The current mortgage fiasco is the latest in a long list of financial malfeasance by corporate America that will be swept under the rug with little more than an asterisk. The average American will once again be made the scapegoat for the greed and excesses of capitalism gone wild. Why is it that only after the raiders have made their money we recognize there is a problem?

Robert Steel Treasury's undersecretary of domestic finance in written testimony stated the following:

"The regulatory structure that we have, through our view, could use a fresh re-look. And that's what we at Treasury plan to do," Steel said. "I can't tell you where that will go. Let's do the work before we have the conclusions."

Steel added that innovation has outpaced regulation, meaning current regulation "is just not attuned as it should be."

Regulation is at the heart of today's financial turmoil. Despite a wide array of federal bank regulators, the standards used by mortgage lenders weakened considerably after 2004. For example, New Century Financial Corp., which wasn't federally regulated and is now bankrupt, underwrote millions of dubious home loans, many with adjustable-rate mortgages to so-called subprime borrowers — those with the weakest credit histories.[1]

Is it just me or are these guys the masters of the obvious? Why do we believe that the greediest people will do the greediest of things to help the most people, it is illogical. We allow these corporations to go unchecked with the false belief that given the opportunity they will do the right thing and every time they prove that they will not. The pie must begin to be shared on a more equitable basis. The American worker must be allowed to organize to offset the growing influence of corporations on our economy and our politics.

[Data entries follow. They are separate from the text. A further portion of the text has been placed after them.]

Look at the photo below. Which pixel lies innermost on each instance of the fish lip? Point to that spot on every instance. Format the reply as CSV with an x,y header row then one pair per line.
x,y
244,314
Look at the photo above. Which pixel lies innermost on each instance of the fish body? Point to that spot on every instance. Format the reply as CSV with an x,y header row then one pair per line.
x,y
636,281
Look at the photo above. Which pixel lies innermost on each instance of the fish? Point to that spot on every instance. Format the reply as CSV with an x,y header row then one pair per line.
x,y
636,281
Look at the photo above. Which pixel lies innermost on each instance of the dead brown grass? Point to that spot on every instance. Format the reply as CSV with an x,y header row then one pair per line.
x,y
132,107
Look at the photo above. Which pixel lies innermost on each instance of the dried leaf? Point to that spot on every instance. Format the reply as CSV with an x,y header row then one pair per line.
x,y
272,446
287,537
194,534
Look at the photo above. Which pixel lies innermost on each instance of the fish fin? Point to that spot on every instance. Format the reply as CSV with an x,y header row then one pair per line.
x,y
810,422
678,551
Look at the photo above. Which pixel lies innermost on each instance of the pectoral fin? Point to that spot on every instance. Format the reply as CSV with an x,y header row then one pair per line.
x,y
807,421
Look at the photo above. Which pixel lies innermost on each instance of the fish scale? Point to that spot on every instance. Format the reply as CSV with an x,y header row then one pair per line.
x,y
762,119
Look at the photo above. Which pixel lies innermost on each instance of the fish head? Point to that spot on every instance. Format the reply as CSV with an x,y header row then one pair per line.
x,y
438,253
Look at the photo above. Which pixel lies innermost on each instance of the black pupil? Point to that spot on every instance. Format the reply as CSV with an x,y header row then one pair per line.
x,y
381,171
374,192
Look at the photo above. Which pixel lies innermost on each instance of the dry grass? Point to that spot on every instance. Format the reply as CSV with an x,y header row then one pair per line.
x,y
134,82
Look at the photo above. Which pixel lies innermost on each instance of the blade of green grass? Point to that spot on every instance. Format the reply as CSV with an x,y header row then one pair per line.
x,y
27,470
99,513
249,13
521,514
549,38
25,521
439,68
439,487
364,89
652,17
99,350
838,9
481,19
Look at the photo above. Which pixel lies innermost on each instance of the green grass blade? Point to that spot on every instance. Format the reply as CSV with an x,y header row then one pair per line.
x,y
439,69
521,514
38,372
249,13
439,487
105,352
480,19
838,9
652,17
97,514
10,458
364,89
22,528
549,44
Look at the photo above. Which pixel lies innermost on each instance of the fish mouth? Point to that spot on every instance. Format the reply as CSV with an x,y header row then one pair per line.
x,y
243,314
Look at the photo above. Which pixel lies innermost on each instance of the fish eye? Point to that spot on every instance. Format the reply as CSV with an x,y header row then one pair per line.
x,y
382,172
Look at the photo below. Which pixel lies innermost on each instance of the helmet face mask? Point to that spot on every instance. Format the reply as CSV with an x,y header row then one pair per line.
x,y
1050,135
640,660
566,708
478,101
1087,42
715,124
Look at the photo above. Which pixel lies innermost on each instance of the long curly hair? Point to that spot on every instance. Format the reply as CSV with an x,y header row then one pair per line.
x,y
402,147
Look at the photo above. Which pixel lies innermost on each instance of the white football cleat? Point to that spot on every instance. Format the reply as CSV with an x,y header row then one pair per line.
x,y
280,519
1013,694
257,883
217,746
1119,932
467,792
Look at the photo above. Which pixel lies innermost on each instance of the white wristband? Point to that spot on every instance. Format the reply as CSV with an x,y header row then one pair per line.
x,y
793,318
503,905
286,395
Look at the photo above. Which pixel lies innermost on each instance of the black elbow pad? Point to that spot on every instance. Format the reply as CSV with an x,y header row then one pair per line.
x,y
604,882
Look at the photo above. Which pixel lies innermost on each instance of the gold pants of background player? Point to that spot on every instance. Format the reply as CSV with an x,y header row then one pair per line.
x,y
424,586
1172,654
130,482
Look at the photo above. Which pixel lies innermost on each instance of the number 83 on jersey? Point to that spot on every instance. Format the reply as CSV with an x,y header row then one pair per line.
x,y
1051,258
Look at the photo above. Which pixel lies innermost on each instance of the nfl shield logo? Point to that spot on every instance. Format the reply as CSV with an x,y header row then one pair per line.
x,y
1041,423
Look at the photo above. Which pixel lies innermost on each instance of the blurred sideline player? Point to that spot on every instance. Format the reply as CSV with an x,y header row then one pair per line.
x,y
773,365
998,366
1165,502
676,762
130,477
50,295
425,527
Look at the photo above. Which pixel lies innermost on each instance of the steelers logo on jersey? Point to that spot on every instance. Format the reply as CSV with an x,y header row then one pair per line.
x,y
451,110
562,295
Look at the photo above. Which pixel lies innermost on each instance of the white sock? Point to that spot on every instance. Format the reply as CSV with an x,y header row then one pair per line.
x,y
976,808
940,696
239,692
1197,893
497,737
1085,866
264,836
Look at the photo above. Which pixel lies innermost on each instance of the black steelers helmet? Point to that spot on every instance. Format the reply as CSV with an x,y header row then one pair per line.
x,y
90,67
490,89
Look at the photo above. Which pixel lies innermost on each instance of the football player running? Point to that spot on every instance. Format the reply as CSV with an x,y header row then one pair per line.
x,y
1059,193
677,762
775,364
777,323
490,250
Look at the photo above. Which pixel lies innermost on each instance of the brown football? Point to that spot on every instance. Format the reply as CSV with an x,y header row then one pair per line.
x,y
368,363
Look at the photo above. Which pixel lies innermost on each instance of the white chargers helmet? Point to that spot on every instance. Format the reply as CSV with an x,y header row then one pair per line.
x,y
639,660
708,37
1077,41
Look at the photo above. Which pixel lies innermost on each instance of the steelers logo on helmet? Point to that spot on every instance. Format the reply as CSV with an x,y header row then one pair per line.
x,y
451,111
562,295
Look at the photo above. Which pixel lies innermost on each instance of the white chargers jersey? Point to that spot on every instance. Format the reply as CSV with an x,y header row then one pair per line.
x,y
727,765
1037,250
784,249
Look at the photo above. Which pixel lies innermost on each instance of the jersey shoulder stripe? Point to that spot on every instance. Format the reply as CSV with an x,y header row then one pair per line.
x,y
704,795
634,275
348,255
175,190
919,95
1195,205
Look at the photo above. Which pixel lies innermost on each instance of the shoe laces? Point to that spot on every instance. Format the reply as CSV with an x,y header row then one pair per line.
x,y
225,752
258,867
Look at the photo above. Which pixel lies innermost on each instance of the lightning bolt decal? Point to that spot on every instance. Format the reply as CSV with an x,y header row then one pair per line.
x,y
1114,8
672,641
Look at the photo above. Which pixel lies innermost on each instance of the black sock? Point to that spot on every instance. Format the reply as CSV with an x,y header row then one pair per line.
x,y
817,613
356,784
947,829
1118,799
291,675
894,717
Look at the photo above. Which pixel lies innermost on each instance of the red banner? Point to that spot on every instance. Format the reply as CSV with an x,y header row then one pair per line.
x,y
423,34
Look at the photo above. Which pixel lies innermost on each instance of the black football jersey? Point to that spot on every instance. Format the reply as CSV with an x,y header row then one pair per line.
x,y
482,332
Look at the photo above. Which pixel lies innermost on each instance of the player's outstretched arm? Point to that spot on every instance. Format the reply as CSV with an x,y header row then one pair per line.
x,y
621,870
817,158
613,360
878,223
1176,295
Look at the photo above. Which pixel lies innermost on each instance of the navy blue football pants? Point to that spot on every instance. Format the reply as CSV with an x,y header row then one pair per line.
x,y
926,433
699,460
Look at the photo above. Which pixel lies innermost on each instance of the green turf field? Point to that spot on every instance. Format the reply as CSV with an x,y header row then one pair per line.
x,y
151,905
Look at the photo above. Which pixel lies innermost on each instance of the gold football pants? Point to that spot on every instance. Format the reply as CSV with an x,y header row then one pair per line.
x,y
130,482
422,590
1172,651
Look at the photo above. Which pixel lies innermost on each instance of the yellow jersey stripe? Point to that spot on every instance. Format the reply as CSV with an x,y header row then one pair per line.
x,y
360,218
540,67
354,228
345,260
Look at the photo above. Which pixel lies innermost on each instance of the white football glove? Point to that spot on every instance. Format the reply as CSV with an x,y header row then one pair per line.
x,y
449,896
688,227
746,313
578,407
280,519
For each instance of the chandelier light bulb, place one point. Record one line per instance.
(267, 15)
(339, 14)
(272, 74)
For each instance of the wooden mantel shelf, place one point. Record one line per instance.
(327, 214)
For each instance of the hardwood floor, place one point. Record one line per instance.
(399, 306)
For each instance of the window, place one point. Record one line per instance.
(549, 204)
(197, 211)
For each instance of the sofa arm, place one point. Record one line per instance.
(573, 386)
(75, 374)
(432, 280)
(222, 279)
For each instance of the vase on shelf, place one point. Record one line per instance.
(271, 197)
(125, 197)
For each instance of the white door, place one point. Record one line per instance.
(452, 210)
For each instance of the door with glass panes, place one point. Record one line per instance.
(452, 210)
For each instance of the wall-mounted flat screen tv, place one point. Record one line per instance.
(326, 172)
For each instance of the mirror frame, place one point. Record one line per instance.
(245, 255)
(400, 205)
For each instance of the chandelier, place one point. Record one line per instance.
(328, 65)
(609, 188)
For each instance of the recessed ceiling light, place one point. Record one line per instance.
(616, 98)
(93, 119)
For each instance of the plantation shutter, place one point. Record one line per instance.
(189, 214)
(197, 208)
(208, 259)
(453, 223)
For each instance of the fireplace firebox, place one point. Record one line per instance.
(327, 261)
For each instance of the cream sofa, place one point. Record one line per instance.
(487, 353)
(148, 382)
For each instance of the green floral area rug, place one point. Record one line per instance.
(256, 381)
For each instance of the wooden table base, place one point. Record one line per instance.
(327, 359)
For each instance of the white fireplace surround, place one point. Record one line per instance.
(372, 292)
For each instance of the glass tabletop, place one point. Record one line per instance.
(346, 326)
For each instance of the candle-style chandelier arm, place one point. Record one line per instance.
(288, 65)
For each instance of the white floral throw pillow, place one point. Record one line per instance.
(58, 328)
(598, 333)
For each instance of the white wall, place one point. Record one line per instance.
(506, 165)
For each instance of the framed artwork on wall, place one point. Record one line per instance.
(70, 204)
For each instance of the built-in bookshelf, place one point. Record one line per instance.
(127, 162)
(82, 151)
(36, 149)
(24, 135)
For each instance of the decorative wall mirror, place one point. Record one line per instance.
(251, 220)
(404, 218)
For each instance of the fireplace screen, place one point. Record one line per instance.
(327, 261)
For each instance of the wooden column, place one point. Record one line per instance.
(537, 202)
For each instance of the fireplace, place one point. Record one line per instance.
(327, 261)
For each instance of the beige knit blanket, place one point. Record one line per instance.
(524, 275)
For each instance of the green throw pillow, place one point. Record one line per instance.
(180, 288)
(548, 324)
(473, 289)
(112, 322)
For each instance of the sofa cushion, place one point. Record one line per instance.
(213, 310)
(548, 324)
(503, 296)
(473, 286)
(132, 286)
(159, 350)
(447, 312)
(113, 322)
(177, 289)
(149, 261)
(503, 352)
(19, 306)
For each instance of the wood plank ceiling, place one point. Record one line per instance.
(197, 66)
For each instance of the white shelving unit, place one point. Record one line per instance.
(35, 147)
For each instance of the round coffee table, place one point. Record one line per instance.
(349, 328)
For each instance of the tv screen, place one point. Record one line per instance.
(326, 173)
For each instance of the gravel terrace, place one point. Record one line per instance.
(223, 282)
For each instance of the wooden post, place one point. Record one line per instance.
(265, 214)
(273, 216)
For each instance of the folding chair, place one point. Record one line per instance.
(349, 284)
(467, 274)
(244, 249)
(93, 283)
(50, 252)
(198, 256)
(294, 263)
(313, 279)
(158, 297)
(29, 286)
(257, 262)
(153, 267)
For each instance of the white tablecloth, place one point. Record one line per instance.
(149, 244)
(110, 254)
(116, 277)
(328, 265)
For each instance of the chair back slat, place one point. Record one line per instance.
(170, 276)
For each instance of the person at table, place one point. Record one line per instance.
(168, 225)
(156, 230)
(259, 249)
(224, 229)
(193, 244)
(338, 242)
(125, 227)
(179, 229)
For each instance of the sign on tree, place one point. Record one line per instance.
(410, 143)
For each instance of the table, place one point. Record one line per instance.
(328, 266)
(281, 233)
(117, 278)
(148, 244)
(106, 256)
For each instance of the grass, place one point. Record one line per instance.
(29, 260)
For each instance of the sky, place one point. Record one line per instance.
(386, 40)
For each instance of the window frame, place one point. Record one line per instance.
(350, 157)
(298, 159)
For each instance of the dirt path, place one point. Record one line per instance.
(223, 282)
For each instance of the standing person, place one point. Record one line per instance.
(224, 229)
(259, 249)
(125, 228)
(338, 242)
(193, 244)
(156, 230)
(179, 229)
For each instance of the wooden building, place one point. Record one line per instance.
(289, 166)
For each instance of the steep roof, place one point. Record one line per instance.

The people entrusted to oversee the corporations are many times former members of the very companies they are regulating. There is a revolving door between government and corporations that must be closed. We can no longer afford to have our laws written by the people they are supposed to control. Thanks in large part to the Republicans, we barely have any regulatory powers as it is now and if we allow the few we have to be controlled by the corporations this is a recipe for the types of disasters we are seeing with China and other loosely regulated industries.

The old lie that the marketplace will be the final arbitrator rings hollow when there is not a level playing field. As long as we have the industries writing the regulations that govern the industries we will continue to have economic and political injustice. The economic fallout from the mortgage crisis will be small in comparison, as more and more corporations cut corners in an effort to maximize profits. There are those who argue since the industry insiders know the industries best they should be allowed to write the regulations. This is foolishness, just because the burglar knows how to break into my house doesn’t mean I am going to let him write the code for protecting my house. I believe that there are many conscientious federal employees who want to do a good job, but are not being allowed to do so by corporate interference and political cronyism.

It is time for the politicians to step up to the plate and begin to put some teeth in legislation and regulations that will protect not only our physical wellbeing, but our economic wellbeing as well. It is an abdication of their responsibility as fiduciary agents to continue to sign off on industry written regulations or industry assurances that they will perform better in the future. No longer can we afford to let the financial markets dance without paying the band.